Donnerstagabend vor dem grossen Tag, letzte OK-Sitzung. Das Lauteste, was man neben dem bereits aufgemalten weissen Zielstrich hört, ist das Muhen von Kühen. In der Festhalle sitzen ein Dutzend Mitglieder des VMC Gansingen an längs aufgereihten Festtischen. OK-Sekretärin Iris hat Glacé für alle mitgebracht. Spontanapplaus. Ein Teil davon, sagt Iris nachher, sei wohl auch dafür gewesen, dass sie am Montag noch bis in alle Nacht hinein Schilder laminiert habe.
«Das einzige, das wir nicht beeinflussen können», sagt OK-Präsident Emanuel Hüsler, «ist das Wetter». Vielleicht ahnt er bereits, dass er damit recht behalten sollte – und schiebt hintennach: «Davon lassen wir uns aber nicht zu fest stressen». Die Vorfreude sei riesig, die Stimmung im Dorf gut. Nur zu Hause sei er momentan nicht so viel: «Physisch sowieso nicht. Und meine Frau hat mir schon gesagt, ich dürfe dann auch den Kopf wieder mal mit nach Hause bringen.»
Emanuel Hüsler ist der Hauptverantwortliche, oder, wie er selber mit seinem spitzbübischen Lachen sagt, der «Hauptschuldige» dafür, dass der viertgrösste Radsportanlass der Welt nach 2012 ein zweites Mal in Gansingen Halt macht. Er habe das schon lange im Kopf gehabt, die Tour zum 100-Jahr-Jubiläum des Vereins noch einmal ins Fricktal zu holen. Er meldete das Interesse bei den Tour-Organisatoren schon an, als im Dorf noch alle der Meinung waren, so etwas tue man sich sicher nie mehr an.
Aber schliesslich ist Tourdirektor Olivier Senn ja ein Gansinger und Ehrenmitglied des VMC. Und schliesslich vergingen mit den Monaten die Erinnerungen an die strengen Momente – zurück blieben nur die schönen. Dennoch musste Hüsler viel Überzeugungsarbeit leisten. Im Verein, im Gemeinderat, im Dorf. «Manchmal war ich etwas zu euphorisch. Vielleicht bin ich drum heute OK-Präsi.»

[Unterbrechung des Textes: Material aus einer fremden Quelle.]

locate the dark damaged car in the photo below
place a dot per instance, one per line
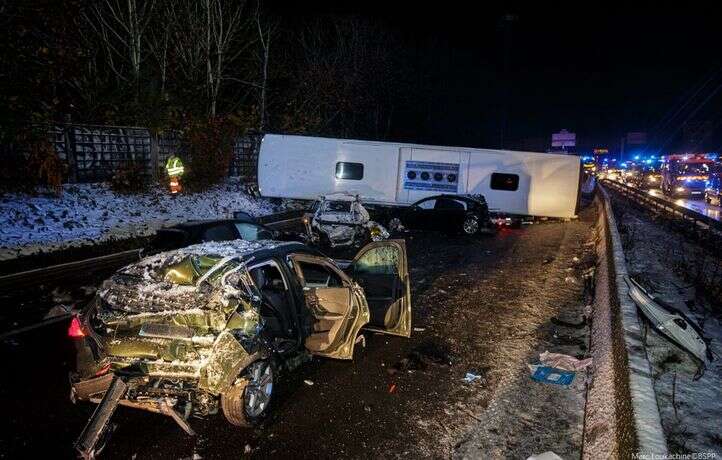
(211, 326)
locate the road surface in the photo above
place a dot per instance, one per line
(700, 206)
(487, 306)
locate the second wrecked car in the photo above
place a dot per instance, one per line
(341, 220)
(210, 326)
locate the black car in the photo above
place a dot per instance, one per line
(242, 227)
(448, 213)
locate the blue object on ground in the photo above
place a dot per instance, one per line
(546, 374)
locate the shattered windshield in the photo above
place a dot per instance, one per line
(191, 269)
(336, 206)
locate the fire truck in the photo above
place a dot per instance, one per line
(685, 175)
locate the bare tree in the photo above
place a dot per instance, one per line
(265, 30)
(207, 38)
(121, 26)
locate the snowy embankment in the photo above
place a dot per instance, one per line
(87, 214)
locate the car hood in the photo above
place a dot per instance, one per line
(178, 280)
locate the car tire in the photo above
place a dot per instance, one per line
(240, 403)
(470, 225)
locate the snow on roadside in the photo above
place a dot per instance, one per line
(87, 214)
(691, 410)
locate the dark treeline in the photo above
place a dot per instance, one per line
(161, 63)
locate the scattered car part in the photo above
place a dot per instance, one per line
(546, 374)
(565, 362)
(97, 427)
(672, 325)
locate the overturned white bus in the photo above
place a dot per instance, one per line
(391, 173)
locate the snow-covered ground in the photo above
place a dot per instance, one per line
(691, 409)
(86, 214)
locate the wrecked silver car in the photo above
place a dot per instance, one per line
(210, 326)
(341, 220)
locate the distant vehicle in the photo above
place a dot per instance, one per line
(341, 220)
(685, 175)
(396, 174)
(244, 227)
(611, 174)
(448, 213)
(713, 192)
(648, 178)
(212, 326)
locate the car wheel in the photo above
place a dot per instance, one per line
(471, 225)
(395, 224)
(246, 403)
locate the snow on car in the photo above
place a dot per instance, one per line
(186, 332)
(341, 220)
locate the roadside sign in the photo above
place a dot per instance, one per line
(564, 139)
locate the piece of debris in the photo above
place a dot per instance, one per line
(546, 374)
(548, 455)
(672, 324)
(60, 296)
(362, 340)
(472, 377)
(565, 362)
(561, 322)
(58, 310)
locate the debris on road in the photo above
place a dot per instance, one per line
(561, 322)
(472, 377)
(670, 322)
(58, 310)
(548, 455)
(565, 362)
(546, 374)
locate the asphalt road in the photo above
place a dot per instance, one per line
(698, 205)
(484, 305)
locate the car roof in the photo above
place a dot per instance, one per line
(243, 249)
(339, 196)
(205, 223)
(447, 195)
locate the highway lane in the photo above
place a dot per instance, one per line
(699, 205)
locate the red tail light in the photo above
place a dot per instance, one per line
(75, 330)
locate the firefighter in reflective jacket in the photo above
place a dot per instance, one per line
(174, 168)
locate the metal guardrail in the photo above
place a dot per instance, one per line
(55, 273)
(705, 228)
(22, 280)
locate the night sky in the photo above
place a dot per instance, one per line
(596, 70)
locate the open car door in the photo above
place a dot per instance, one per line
(337, 305)
(381, 269)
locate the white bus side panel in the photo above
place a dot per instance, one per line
(305, 167)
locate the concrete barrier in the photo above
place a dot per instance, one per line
(621, 414)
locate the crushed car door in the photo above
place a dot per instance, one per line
(381, 269)
(338, 307)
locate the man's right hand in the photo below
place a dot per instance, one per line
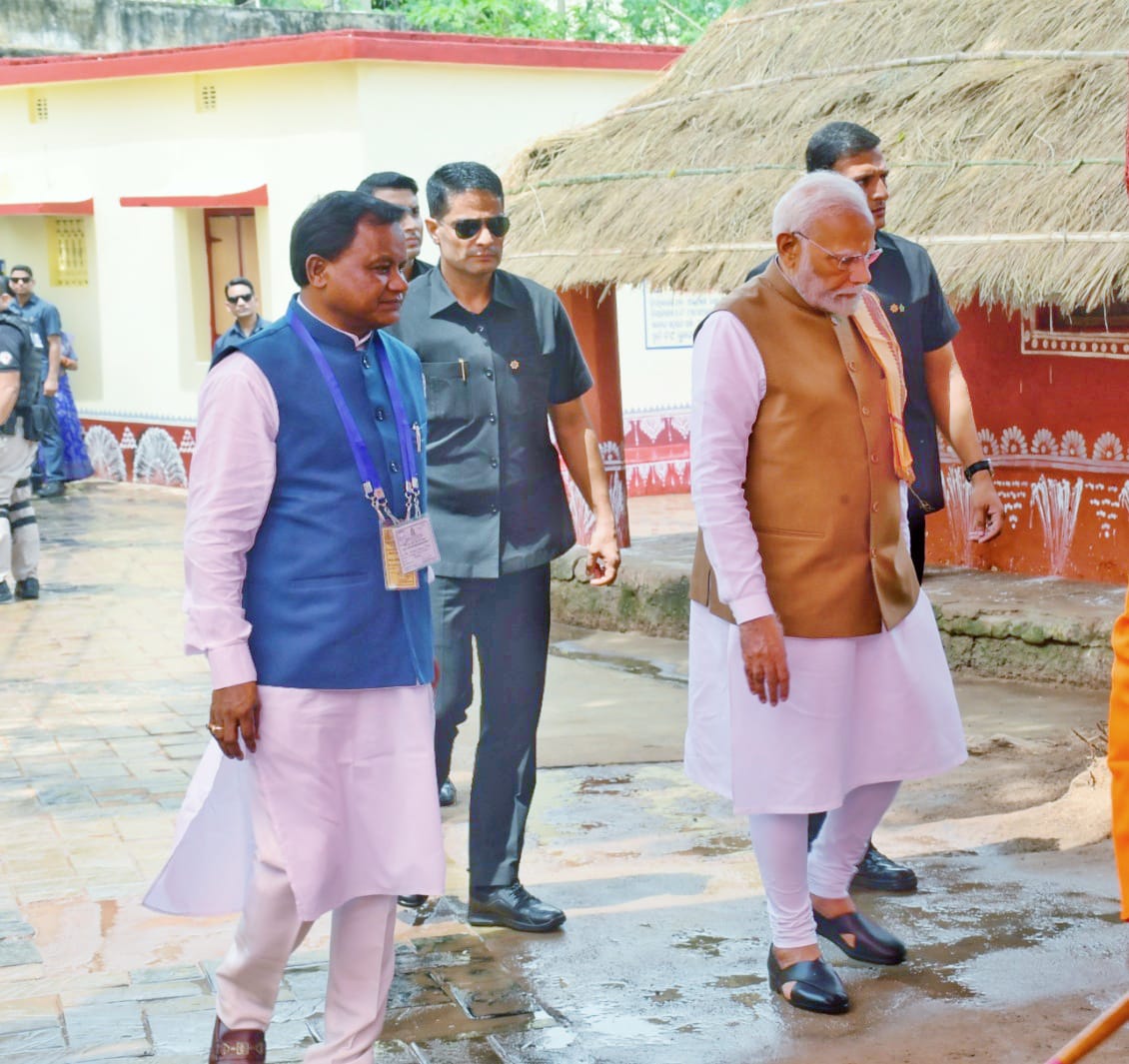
(235, 714)
(765, 658)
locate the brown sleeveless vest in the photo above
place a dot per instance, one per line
(819, 482)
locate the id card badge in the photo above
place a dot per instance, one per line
(396, 577)
(416, 544)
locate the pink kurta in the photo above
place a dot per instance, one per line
(860, 710)
(347, 776)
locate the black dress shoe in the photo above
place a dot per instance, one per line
(877, 872)
(873, 943)
(817, 987)
(448, 793)
(512, 907)
(244, 1045)
(27, 588)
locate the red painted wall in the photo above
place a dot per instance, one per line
(1056, 430)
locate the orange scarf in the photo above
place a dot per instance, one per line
(879, 338)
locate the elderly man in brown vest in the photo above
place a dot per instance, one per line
(817, 680)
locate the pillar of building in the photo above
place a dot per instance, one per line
(591, 310)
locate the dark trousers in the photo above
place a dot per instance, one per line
(509, 619)
(49, 466)
(917, 552)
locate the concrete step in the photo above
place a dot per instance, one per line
(1042, 629)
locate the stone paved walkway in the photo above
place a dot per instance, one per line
(100, 729)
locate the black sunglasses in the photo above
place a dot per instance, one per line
(468, 227)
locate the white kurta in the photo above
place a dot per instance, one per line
(859, 710)
(347, 776)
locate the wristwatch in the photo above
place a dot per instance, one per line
(970, 472)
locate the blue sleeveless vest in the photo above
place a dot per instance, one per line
(314, 591)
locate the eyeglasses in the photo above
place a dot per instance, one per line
(844, 262)
(470, 227)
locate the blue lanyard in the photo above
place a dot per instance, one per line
(371, 479)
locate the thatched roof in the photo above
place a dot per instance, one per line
(1004, 122)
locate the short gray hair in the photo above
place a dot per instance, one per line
(812, 196)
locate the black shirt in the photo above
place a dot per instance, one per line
(495, 490)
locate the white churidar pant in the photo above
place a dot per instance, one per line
(791, 874)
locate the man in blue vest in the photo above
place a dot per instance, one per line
(46, 336)
(306, 550)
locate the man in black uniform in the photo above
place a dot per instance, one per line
(904, 278)
(502, 362)
(20, 416)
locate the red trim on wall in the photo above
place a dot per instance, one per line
(74, 207)
(342, 44)
(251, 198)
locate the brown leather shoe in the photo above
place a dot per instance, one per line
(249, 1046)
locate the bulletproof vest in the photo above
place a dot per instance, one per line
(29, 380)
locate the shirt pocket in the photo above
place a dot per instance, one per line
(449, 396)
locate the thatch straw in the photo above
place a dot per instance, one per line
(1004, 122)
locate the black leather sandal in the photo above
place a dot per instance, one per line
(873, 943)
(817, 987)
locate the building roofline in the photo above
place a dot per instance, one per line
(337, 45)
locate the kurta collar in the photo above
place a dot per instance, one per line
(777, 279)
(322, 330)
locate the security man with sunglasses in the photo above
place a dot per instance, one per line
(501, 362)
(244, 304)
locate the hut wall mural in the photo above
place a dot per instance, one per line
(1005, 131)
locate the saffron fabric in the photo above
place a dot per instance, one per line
(860, 710)
(1119, 753)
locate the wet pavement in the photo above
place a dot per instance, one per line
(1014, 937)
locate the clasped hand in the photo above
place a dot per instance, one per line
(762, 649)
(234, 715)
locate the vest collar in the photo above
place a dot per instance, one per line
(327, 334)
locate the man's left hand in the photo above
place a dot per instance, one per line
(987, 510)
(602, 556)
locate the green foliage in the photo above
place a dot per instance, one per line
(645, 22)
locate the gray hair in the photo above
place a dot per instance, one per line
(812, 196)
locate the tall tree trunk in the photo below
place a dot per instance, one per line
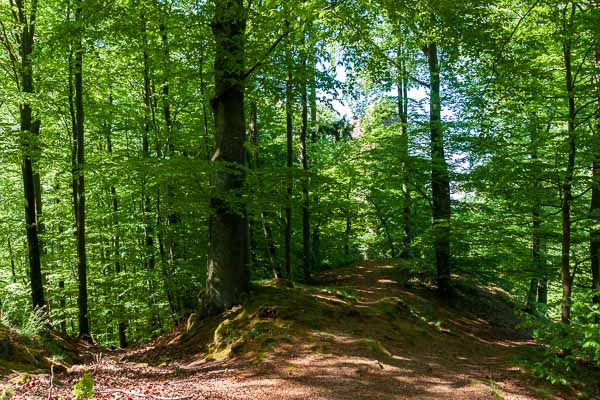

Dölf Erdin, Ressort Bau, orange Arbeitsshorts mit Leuchtstreifen, ärmelloses Shirt, ist einer der vielen, die schon 2012 mithalfen. Man habe viel von vor sechs Jahren kopieren können. Aber das sei auch gefährlich: «Man muss aufpassen, dass man das Zeug trotzdem genau anschaut.» Es brauche immer einen, der anreisse, und es brauche Leute, die nachzögen, sagt Dölf. Ein bisschen, wie wenn eine Fluchtgruppe den Berg hinauffährt? «Ja», findet Emanuel Hüsler, «gar kein schlechter Vergleich. Nur, dass bei uns niemand abgehängt werden darf.»

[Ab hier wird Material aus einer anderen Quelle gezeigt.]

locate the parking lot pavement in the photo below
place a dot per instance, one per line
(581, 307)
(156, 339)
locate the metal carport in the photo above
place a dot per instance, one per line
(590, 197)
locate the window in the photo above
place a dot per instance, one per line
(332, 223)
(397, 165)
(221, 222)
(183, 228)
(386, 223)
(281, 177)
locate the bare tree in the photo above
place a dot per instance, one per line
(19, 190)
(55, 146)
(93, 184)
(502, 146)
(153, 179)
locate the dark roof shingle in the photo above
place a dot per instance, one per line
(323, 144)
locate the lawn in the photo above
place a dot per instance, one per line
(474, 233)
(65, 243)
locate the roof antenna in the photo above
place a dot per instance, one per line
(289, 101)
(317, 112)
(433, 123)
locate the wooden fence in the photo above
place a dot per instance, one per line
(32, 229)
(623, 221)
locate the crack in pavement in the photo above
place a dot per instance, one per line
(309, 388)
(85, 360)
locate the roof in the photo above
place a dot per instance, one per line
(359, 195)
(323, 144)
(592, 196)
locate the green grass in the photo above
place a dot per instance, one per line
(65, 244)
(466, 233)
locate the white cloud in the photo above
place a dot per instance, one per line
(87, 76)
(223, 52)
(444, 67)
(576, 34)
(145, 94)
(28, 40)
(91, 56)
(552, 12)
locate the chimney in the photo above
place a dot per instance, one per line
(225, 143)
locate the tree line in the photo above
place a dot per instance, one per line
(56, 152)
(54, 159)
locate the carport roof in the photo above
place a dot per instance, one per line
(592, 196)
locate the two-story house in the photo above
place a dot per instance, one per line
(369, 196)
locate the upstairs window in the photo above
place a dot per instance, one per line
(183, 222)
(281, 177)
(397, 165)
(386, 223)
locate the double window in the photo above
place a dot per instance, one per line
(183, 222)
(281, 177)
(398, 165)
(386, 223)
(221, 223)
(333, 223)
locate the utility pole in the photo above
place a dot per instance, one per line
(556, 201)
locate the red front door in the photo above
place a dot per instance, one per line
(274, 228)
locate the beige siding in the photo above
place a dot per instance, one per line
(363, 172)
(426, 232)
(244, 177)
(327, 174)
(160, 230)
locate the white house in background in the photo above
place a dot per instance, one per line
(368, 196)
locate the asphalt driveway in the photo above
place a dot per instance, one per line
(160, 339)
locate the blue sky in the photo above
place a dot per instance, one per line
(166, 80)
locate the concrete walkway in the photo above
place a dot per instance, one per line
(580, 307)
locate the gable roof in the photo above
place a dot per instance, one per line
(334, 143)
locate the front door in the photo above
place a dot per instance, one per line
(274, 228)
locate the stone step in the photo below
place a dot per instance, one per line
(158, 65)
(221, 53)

Gemeindeammann Mario Hüsler, der Bruder des OK-Präsidenten, lehnt über den Stapel frisch gedruckter Festzeitungen. «Wir haben etwas vergessen», blickt er halb schuldbewusst, halb schulterzuckend in die Runde: «Das OK.» Ein treffenderes Sinnbild kann es nicht geben für ein Dorf, das seit 2011 jedes Jahr einen Grossanlass gestemmt hat; Freilichttheater, Tour de Suisse, Bergturnfest, 750-Jahr-Feier, Kantonalmusiktag.
Wenn man ausserhalb von Gansingen fragte, wer was organisiert hatte, hiess es nie die Turner, die Gümmeler, die Musig. Es hiess immer: die Gansinger. «Wir haben kein Tourismusbüro, kein grosses Werbebudget», sagt Ammann Hüsler: «Unsere Vereine sind unser Standortmarketing.»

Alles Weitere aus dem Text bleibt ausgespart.